Ramona Schröder, Chefin der Regionaldirektion Berlin-Brandenburg der Bundesagentur für Arbeit: „Berliner und Brandenburger Jugendliche können weiterhin aus einer Vielfalt von Berufen wählen, um in das Berufsleben zu starten. Mit Blick auf die aktuell noch offenen Ausbildungsstellen haben Jugendliche in Berlin eine Eins-zu-Eins-Situation und in Brandenburg gibt es mehr offene Ausbildungsstellen als Bewerberinnen und Bewerber.“

In Zahlen sieht das so aus: Während in Berlin aktuell 7317 betriebliche Ausbildungsstellen unbesetzt und 7449 Jugendliche unversorgt sind, stehen in Brandenburg aktuell 6936 Ausbildungsstellen lediglich 4235 Bewerber gegenüber, die noch keinen Ausbildungsvertrag haben. Rechnerisch können also – Stand jetzt – 2701 Stellen nicht besetzt werden.

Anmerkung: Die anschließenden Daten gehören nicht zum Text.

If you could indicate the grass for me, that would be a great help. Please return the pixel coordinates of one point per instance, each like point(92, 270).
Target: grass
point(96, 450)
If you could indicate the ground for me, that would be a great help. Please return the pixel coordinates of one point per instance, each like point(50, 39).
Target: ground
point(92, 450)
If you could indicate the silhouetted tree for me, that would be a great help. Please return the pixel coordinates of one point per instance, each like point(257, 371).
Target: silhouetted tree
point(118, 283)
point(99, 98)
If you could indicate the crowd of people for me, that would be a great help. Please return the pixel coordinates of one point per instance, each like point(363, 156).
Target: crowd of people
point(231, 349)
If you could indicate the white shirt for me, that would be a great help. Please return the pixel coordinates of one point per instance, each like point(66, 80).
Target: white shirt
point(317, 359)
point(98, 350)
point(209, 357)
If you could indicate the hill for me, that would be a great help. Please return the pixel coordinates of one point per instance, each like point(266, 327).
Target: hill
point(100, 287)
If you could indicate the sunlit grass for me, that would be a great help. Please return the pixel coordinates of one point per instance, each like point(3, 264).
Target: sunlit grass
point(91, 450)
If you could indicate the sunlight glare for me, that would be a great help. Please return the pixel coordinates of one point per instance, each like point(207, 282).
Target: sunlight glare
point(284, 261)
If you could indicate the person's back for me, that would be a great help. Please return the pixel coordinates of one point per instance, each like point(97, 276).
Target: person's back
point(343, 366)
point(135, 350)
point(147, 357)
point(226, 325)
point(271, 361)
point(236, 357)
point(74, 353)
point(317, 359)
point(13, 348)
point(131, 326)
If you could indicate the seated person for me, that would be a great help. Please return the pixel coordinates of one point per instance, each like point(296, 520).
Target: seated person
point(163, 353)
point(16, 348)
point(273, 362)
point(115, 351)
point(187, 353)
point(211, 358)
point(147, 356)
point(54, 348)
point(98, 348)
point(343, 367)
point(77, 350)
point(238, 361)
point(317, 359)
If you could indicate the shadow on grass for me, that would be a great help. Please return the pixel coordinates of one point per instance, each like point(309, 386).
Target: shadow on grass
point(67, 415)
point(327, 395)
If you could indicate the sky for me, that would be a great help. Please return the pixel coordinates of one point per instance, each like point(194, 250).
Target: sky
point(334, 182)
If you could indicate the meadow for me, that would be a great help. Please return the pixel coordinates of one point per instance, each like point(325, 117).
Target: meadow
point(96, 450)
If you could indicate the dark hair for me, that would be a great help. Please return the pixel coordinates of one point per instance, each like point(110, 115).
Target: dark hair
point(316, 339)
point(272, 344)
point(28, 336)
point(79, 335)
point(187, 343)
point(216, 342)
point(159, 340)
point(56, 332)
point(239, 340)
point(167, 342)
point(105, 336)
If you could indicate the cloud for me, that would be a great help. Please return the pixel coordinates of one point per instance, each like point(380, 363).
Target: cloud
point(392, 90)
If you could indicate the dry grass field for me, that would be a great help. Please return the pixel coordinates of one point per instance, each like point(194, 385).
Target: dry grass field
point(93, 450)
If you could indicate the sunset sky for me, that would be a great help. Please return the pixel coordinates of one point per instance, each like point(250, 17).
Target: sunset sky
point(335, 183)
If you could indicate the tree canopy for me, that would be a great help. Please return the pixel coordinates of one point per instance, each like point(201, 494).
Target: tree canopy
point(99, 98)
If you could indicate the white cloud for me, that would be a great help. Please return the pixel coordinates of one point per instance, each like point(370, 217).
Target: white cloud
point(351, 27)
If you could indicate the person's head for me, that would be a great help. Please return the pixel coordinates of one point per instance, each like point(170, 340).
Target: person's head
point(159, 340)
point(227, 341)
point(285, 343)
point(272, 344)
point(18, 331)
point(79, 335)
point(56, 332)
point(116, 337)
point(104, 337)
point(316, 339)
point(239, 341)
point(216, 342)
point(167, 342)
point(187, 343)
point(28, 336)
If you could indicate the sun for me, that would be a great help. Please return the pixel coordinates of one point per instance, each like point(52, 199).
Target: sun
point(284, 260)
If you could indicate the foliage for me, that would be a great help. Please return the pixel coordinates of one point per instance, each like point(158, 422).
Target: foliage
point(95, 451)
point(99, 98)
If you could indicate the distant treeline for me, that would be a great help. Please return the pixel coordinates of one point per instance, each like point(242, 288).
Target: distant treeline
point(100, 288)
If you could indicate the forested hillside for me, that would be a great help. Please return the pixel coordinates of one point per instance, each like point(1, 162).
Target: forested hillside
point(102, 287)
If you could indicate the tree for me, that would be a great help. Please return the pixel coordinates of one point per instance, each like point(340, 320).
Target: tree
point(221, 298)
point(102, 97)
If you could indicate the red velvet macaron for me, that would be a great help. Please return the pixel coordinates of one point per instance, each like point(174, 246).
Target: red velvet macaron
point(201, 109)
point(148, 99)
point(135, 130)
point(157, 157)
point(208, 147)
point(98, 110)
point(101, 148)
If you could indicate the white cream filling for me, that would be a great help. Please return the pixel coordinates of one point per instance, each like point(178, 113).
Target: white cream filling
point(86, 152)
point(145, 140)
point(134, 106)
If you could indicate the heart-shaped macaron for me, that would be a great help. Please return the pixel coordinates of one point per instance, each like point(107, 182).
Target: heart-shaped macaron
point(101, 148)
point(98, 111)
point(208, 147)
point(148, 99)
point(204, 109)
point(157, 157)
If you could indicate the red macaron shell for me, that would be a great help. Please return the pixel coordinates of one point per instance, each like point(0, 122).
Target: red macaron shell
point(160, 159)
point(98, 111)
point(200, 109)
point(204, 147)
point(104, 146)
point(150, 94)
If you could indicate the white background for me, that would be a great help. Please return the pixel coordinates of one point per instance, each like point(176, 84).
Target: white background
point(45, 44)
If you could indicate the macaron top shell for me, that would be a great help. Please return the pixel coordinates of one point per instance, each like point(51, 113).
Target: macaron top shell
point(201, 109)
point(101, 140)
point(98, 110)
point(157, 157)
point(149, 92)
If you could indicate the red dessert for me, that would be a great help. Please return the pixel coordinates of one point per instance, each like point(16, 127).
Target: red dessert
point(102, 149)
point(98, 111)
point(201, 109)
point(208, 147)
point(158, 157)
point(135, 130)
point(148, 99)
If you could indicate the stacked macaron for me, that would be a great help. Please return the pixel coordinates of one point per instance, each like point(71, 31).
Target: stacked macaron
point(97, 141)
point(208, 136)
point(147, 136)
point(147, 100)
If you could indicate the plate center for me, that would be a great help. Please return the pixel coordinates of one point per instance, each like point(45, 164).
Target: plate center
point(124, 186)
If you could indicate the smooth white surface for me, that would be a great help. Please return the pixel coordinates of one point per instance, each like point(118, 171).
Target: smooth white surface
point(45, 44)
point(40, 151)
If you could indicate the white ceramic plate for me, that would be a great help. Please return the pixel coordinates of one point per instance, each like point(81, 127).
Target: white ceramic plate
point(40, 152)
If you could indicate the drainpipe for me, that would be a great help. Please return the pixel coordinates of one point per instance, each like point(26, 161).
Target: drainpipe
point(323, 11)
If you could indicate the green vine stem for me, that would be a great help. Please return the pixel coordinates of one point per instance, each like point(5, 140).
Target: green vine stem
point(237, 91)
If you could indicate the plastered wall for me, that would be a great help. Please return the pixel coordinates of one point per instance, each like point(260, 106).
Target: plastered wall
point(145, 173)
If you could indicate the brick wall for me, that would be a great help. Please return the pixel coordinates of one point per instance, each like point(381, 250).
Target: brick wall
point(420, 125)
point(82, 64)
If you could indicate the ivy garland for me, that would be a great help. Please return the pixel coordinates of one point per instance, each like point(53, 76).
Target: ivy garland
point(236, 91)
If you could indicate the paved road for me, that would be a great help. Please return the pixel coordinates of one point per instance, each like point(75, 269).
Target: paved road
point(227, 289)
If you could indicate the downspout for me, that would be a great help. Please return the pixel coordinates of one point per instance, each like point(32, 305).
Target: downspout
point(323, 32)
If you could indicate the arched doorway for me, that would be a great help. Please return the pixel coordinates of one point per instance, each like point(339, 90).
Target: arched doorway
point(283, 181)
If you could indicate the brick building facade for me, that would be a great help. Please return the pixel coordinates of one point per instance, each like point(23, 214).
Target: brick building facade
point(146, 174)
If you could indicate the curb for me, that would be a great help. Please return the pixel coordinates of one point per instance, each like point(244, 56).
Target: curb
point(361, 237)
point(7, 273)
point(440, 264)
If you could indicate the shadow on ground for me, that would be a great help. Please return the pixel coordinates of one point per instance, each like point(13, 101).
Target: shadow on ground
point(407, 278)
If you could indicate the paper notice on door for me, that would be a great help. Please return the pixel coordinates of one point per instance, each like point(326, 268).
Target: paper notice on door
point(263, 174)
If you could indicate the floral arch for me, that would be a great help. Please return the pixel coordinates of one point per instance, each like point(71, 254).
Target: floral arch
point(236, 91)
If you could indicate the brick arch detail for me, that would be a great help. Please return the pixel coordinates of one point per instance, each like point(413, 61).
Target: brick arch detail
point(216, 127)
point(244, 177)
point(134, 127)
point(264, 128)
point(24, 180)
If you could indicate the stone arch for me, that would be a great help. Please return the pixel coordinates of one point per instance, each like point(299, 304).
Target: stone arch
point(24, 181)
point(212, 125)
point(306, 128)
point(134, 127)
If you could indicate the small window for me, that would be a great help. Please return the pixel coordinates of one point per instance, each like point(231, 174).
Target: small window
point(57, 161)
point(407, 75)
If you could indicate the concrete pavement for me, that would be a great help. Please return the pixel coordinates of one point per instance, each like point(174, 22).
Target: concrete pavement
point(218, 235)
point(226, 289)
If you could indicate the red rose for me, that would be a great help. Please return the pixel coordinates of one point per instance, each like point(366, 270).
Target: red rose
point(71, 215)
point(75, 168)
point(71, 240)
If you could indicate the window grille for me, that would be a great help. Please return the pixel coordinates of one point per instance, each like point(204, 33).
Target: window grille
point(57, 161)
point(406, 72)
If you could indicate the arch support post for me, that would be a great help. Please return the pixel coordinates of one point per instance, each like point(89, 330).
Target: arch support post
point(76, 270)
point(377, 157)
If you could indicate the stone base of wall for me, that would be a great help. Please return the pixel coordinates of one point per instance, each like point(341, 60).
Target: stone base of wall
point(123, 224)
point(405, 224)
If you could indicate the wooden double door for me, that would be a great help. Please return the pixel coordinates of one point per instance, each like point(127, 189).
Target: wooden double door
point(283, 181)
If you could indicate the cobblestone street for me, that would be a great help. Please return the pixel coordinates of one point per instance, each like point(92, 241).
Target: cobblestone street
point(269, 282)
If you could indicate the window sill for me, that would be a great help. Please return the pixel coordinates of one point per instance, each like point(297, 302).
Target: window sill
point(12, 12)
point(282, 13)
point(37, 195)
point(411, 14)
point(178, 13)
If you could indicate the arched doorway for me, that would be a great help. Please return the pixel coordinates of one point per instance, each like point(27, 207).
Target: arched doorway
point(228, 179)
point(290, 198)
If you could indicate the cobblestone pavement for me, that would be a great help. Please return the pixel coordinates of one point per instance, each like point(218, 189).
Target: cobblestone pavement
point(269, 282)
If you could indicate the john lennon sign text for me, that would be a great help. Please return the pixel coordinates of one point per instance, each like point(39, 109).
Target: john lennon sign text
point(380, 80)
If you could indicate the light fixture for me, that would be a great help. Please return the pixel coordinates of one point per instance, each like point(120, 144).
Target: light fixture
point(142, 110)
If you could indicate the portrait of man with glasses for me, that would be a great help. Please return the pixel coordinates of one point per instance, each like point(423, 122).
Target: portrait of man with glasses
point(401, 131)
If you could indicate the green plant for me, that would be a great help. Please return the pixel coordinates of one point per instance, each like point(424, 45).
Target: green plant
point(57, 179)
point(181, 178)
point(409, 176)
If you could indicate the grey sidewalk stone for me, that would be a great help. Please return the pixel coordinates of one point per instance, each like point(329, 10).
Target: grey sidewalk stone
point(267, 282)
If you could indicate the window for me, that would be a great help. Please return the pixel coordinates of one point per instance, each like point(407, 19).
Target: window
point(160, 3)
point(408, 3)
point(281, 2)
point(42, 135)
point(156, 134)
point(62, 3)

Wer in Berlin keine Lehrstelle  findet, sollte mal im Speckgürtel suchen

Für Berliner Schulabgänger könnte sich der Blick über die Stadtgrenze in den Speckgürtel lohnen, um dort mit Kusshand genommen zu werden.

Schirp verlangte deshalb von Politik, Wirtschaft und Schulen Brandenburgs, den Fachkräftemangel offensiver zu bekämpfen, durch bessere Berufsorientierung, Wohnmöglichkeiten in der Nähe von Ausbildungsstätten und entsprechende Verkehrsangebote.  „Junge Menschen aus dem Ausland sollten zudem leichter in den Brandenburger Arbeitsmarkt einwandern können. Hierzu muss das Einwanderungsverfahren dringend vereinfacht, beschleunigt, digitalisiert und damit planbarer für Arbeitgeber gestaltet werden.“

Jugendliche, die noch keine Ausbildungsplatzzusage mit Beginn 2022 haben, können sich am 23./24. August 2022 im Kosmos Berlin, Karl-Marx-Allee 131A, zu den offenen Lehrstellen von voraussichtlich 50 Unternehmen informieren und bestenfalls einen Ausbildungsplatz ergattern.

Interessierte können sich unter www.lastminuteboerseberlin.de anmelden und erhalten ein Zugangsticket.